Little local Drupal build script

Sometimes I realize how small tools can be a huge help in the everyday operations. One of the most embarrassing fact about me that I like typing. I like typing queries and scripts and whatnot. But this tool I tell you tonight is a really helpful one.

So you have your Drupal development environment. What do you do when you start a new feature branch? Or test the current one? How about just starting something over? Or validating a deployment? These are exactly the use cases for a local re-deployment. I knew I do it a lot, but since I have the script I do it even more and it makes my deployment safer.

First I use Drush alieses immensely. If you don't know what is it - stop now and take a look at the link. Drush alias is a link to a remote environment which lets you to run your Drush commands locally on a remote site. I keep my site groups in separate files under ~/.drush so it's easy to remember their names. Usually it's the site name and inside the file the items are the stages, such as development, staging and production. It looks like:

$ drush @statdiary.staging dis views_ui

That's a crucial part of my productivity. The script is actually tiny. I keep these files in my project folder and add the ignore to my local home (dot)gitignore. I make a separate build script for each environment, such as,, etc. First things first we need to clear out the database:

$ drush sql-sync --sanitize --create-db -y @GROUP.SITE default

This will get the database from that environment and put it to my local database. --sanitize makes sure that user data will be sanitized.

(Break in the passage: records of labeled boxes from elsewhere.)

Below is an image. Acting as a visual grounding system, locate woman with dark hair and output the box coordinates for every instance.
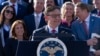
[61,2,75,28]
[0,6,16,47]
[10,20,28,41]
[5,20,28,56]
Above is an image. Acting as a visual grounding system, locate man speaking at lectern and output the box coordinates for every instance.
[31,6,74,41]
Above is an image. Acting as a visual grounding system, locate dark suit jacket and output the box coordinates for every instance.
[0,33,5,56]
[71,14,100,41]
[91,9,98,15]
[4,38,18,56]
[24,14,46,36]
[2,1,27,19]
[54,0,71,6]
[31,26,75,41]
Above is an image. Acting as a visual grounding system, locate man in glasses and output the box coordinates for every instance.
[31,6,74,41]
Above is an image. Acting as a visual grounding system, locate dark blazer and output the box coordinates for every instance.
[54,0,71,6]
[2,1,27,19]
[71,14,100,41]
[91,9,98,15]
[31,26,75,41]
[4,38,18,56]
[0,33,5,56]
[24,14,46,36]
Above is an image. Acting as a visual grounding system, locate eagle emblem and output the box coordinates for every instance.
[37,38,67,56]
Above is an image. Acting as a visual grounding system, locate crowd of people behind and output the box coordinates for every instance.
[0,0,100,56]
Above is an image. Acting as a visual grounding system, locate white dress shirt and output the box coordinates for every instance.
[9,1,18,15]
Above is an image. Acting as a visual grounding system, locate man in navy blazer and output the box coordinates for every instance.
[31,6,74,41]
[72,3,100,54]
[91,0,100,16]
[24,0,46,36]
[2,0,27,19]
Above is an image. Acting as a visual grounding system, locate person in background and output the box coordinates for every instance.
[0,6,16,47]
[61,2,75,28]
[31,6,75,41]
[2,0,27,20]
[91,0,100,16]
[44,0,56,8]
[4,20,28,56]
[72,2,100,56]
[71,0,81,5]
[23,0,46,36]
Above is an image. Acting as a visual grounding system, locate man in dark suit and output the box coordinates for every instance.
[72,3,100,55]
[24,0,46,36]
[31,6,74,41]
[91,0,100,16]
[2,0,27,19]
[0,33,4,56]
[54,0,71,6]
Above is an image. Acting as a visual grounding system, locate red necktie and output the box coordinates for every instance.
[83,21,88,35]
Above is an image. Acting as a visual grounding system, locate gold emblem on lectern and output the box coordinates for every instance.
[41,46,63,56]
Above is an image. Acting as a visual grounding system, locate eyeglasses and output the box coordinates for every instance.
[48,14,61,18]
[5,10,14,14]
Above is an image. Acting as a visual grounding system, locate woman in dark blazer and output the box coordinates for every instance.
[5,20,28,56]
[61,2,75,28]
[0,6,15,47]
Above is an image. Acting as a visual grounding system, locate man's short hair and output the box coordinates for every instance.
[44,6,60,15]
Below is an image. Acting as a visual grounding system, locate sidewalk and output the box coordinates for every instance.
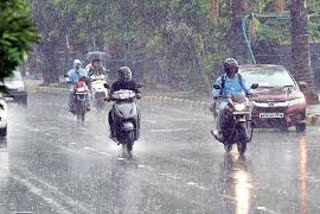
[307,104,320,115]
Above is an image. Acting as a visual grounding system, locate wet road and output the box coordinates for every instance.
[0,94,320,214]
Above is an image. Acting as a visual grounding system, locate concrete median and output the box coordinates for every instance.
[29,85,320,126]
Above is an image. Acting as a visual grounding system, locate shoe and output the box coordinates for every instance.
[211,130,223,142]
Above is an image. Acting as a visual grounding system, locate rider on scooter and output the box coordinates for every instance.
[211,58,251,140]
[108,66,141,140]
[67,59,90,112]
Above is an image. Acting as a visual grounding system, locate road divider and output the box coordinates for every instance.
[29,85,320,126]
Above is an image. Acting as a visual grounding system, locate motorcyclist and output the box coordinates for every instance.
[85,56,107,78]
[211,58,251,140]
[67,59,90,112]
[108,66,141,140]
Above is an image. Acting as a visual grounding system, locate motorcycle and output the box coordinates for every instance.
[105,84,143,154]
[213,84,258,154]
[90,74,108,111]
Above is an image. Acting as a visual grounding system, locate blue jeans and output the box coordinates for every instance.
[68,93,90,109]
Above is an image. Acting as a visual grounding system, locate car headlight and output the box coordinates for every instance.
[17,87,25,91]
[289,97,306,107]
[234,103,246,111]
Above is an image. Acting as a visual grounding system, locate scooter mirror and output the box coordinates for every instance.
[251,83,259,89]
[137,84,143,88]
[213,84,221,89]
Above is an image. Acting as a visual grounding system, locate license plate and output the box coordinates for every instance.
[259,113,284,119]
[4,97,13,102]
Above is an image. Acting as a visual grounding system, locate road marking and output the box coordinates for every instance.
[187,182,209,190]
[149,128,190,133]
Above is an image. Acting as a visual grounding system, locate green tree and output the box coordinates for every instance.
[0,0,37,81]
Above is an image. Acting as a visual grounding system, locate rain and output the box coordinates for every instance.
[0,0,320,214]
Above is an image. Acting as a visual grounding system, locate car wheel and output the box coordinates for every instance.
[0,126,7,137]
[21,95,28,105]
[296,124,307,133]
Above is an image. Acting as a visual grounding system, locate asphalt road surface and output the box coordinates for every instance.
[0,94,320,214]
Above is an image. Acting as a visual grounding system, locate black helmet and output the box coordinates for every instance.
[118,66,132,82]
[223,58,239,73]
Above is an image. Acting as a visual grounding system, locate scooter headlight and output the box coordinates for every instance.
[234,103,246,111]
[289,97,306,107]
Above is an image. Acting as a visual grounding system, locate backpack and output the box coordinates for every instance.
[220,73,243,96]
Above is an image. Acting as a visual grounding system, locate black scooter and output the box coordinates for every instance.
[104,84,143,154]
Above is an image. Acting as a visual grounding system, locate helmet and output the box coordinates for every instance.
[73,59,82,69]
[223,58,239,74]
[118,66,132,82]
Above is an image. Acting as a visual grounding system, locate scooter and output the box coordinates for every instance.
[90,74,108,112]
[213,84,258,155]
[74,81,89,121]
[105,84,143,154]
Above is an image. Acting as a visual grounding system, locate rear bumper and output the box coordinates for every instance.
[0,121,7,129]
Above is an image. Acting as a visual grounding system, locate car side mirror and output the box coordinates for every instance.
[299,82,308,89]
[213,84,221,89]
[250,83,259,89]
[137,84,144,88]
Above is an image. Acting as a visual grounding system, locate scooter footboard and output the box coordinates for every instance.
[121,121,135,132]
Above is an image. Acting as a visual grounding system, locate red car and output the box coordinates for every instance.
[239,64,307,132]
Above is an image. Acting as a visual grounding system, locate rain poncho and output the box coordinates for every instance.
[68,59,89,90]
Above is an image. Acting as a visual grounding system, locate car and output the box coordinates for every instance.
[3,70,27,104]
[239,64,307,132]
[0,94,8,137]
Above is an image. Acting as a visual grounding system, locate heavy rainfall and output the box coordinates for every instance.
[0,0,320,214]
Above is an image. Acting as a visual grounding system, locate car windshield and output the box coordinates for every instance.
[4,71,22,82]
[240,67,295,87]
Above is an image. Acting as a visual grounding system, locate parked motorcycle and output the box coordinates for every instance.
[64,74,89,121]
[90,74,108,112]
[105,84,143,154]
[213,84,258,154]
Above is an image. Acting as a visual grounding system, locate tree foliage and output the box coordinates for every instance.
[32,0,320,90]
[0,0,37,81]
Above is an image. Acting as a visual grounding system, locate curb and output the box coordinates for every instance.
[29,85,320,126]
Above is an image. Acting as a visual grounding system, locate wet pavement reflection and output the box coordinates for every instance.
[0,94,320,214]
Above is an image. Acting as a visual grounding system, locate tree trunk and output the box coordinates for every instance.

Better not to send your test emails to real humans. --create-db removes the tables from my local db, it's necessary if you don't want unexpected broken dependencies caused by disabled controllers or modules. -y is just approve the operation without us hitting it.

We then need a user account to login:

$ drush upwd admin --password=monkey

It's time to call the update:

$ drush updb -y

Now comes a little trick. In order to make sure that Features won't report a sick day you need to clear the cache first. And funny enough, you should call feature revert two times. It's not 100 safe still but usually it can revert everything after 2 calls. It's a strange effect when a feature is inconsistent and the state is toggling between feature revert and cache clear. That said, it looks like:

$ drush cc all
$ drush fra -y
$ drush cc all
$ drush fra -y
$ drush cc all

No it's not only your grandma who knows the trick. That's it basically. You add some candies if you want, such as opening a browser tab ready to rock:

$ open `drush --uri=URL uli`

I've tried to set it up in Jenkins but this way seems much quicker.

Let me know if you have other useful commands when pulling an environment to local.